# Am I babying her too much?



## Lory07 (Apr 12, 2006)

This weekend we went to my aunt's house who has a Brittney that is well trained, I was still scared to put Lola down with her....then we went to my other aunt's house and she has to chi's that are very agressive....the came out barking at my little Lola and I snatched her up and kept her in my arms most of the time. My dad and uncles were making fun of me saying I need to let her be a dog....but I don't want anyone biting or barking at my little baby. She's still 1/2 the size of even my aunt's chi's. So, do you think I baby her too much?


----------



## Krista (Dec 29, 2005)

nooo, not at all ... I'd have done the same thing with Yoshi. I'd let them sniff her and maybe take it slow at first before I'd ever just put her on the ground with two dogs that are being aggressive towards her.


----------



## Blue Velvet Elvis (Dec 23, 2005)

I think in that situation she needed to be a dog. Dogs learn from us and will pick up our fears. Dogs develop a pecking order. She might just have shown the mean chi's who was the boss  Of course, she should not be put in actual danger.


----------



## Tucker-N-Jasper (Aug 6, 2005)

Yeah, in this situation you do need to let her "be a dog". It sounds mean, it sounds silly even, but its definitely true. In the end, if you always pick her up and protect her she could end up being a snappy grouchy chi. Part of socialization is exposure (even for the little guys). If you're really worried in a situation that is not necessarily dangerous, just sit down with her on the ground beside or in front of you. That way you're nearby but she's on her own 4feet. It really is a big deal when all is said and done. I learned that the hard way with Tucker.


----------



## Krista (Dec 29, 2005)

I dunno. I'm not saying keep her away and not let her near them, but I don't see anything wrong with going slowly. Let them sniff, meet each other, but in a way that she feels safe, and then let her down to explore on her own ... 

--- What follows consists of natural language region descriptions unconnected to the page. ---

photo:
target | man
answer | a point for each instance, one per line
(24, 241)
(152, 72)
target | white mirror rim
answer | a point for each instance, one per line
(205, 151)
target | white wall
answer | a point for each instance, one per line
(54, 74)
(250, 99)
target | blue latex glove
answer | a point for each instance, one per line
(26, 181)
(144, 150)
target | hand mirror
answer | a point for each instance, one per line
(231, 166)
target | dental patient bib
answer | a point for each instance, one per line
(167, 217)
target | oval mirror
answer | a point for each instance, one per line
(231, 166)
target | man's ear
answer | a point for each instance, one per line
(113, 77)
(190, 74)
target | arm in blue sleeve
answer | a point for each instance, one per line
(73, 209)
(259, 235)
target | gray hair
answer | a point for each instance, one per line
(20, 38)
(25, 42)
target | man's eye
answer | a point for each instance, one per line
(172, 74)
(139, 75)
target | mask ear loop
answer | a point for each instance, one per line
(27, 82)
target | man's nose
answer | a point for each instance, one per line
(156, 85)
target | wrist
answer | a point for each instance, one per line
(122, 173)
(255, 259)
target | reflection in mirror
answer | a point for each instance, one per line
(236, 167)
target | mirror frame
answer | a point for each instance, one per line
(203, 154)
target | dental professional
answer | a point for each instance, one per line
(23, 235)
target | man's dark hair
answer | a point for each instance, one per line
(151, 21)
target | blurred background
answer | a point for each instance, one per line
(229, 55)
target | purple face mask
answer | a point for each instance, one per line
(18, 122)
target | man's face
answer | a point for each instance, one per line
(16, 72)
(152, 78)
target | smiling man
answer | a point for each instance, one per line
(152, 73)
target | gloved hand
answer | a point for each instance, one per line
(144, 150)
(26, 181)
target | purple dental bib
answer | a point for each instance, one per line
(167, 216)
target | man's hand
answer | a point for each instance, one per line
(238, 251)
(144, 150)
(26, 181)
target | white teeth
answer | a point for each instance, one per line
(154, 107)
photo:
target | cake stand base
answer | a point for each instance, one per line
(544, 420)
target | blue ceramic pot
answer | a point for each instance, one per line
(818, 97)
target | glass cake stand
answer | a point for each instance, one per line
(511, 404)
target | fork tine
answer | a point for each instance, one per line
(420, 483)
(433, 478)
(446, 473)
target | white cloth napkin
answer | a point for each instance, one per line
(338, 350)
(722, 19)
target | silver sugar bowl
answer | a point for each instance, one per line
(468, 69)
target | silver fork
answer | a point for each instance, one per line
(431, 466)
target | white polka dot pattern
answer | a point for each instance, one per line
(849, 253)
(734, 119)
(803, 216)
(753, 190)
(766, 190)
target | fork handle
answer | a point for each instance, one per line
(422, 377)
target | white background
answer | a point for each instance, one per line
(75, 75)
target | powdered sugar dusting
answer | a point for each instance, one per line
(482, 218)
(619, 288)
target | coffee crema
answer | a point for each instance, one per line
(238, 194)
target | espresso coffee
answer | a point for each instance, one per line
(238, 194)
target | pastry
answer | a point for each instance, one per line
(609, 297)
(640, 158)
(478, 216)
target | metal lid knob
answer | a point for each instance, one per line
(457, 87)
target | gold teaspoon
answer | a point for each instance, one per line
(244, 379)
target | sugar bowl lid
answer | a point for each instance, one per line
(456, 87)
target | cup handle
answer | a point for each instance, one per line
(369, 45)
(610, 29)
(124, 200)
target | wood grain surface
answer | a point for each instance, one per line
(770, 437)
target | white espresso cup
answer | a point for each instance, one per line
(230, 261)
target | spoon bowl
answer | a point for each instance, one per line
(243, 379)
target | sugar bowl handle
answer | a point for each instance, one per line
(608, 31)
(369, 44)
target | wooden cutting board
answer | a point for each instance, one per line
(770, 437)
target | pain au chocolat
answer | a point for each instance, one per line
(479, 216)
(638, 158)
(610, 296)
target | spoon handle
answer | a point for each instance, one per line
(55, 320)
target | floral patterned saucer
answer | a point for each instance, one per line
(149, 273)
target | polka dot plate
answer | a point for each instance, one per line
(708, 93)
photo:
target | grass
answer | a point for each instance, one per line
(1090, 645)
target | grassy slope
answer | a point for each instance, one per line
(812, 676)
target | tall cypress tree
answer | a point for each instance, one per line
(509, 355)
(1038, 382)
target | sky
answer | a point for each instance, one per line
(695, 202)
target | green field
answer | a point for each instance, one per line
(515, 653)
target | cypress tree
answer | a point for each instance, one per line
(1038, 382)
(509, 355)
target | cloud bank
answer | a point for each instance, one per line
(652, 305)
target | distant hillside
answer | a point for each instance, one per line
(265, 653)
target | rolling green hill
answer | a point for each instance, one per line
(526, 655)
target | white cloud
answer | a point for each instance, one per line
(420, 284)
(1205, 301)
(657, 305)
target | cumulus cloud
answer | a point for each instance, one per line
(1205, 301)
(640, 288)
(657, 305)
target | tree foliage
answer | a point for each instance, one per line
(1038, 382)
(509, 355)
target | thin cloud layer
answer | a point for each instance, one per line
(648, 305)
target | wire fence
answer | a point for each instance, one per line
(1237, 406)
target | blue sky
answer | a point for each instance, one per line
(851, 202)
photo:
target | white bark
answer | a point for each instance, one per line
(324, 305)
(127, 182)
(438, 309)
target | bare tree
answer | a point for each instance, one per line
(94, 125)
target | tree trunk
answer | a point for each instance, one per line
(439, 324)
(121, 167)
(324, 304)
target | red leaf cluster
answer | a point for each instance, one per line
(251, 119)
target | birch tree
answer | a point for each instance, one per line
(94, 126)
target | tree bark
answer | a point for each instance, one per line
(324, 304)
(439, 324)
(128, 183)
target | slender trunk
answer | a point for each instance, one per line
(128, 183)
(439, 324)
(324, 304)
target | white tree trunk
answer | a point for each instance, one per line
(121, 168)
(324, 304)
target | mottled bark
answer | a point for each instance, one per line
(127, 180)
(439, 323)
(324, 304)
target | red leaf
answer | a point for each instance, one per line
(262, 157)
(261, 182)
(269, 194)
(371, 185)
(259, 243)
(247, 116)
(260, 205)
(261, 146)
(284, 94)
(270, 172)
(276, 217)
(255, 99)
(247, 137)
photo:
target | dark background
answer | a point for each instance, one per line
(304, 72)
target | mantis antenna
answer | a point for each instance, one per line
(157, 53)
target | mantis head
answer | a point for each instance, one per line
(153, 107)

That's what I do anyway, works fine for me  I wouldn't just pick her up and keep her away altogether though ... that might be a bit too much.


----------



## Lory07 (Apr 12, 2006)

Well what if the other chi's are dogs that I was even afraid of? Should I let Lola around them? My other aunt's Brittney which was a big dog is trained and is very sweet, I let Lola on the ground with her, but of course Lola was scared w/ her tail tucked in between her legs the whole time....she still let her sniff her and everything. The other chi's were just to scary for even me! I don't want them biting at her cute little pink nose


----------



## Blue Velvet Elvis (Dec 23, 2005)

If you were afraid, she'll be terrified.Dogs pick up on our every thought and emotion.


----------



## Gracie'smom (Jan 7, 2006)

It's a two-way street! They need the socialization, and you have to watch to keep them safe. My parents have three doxies, all at least 2x Gracie's size. When we go over there I hold her for the first few minutes so the doxie's get over thier initail excitement at having company, and Gracie has a moment to realize where we are. Then I sit down in the floor with her and let the Doxie's come on up and say hi. They sniff and lick her to pieces, then they all go and play. I have to watch because Gracie gets really excited and wants to play, and one of the doxies is grumpy...I watch to make sure she doesn't snap at Gracie. It takes some diligence on my part, but over all it's a good experience for her, and them.


----------



## ~Jessie~ (Oct 30, 2005)

I would have put her on the floor and "let her be a dog." I usually stand close to my dogs when we are at the dog park/some place with other dogs, but they need to learn to interact with dogs. Rylie used to be very scared of other dogs, but now she runs and plays with them at the dog park. If you coddle your dog, they are going to grow up to be a vicious, unsocialized dog... and it will not be cute. I won't let my dogs on the ground when I am afraid for their lives... but if I trust the other dogs, they will be down on the ground.


----------



## CM Katie (Sep 28, 2005)

You sound exactly like me!! Carl was 3 months old when we went on a trip to visit my Grandma. We stopped at my cousin's house on the way. They have a lab/chow mix. I babied Carl so much while we were there. The dog made me nervous because he's never friendly around people. He just stares at you and his tail doesn't wag or anything. If I could trust him and he was nice and well-behaved I would've set Carl down. But the whole time my (rather annoying) brother was going "Put him down! Let him be a dog!" No thanks, Carl and I both felt safer with him in my lap.
But I definitely babied Carl a bit as a pup. He was always so scared around other dogs and he would cry and tuck his tail between his legs. I would pick him up and tell him "it's okay!" I was basically reinforcing his fear!
Now he doesn't "play" with other dogs but he lays down and he'll let them sniff him. He's still a little submissive but he's SO much better. Whenever he's sniffing another dog or letting it sniff him I praise him.


----------



## ChihuaMomma202 (Sep 30, 2005)

I baby fifi too.. and she is NOWAY vicious or unfriendly to other dogs.... and i pick her up the same way you picked yours up........


----------



## princess_ella (Jun 4, 2005)

Princess loves the baby chis or smaller ones for some reason.She loves to play with Pearl her sis and several,other friend chis . is attending obedience classes and is learning to get along with others especially black poodles for some reason.i use to pull her way from her leassh and that did not help at all.


----------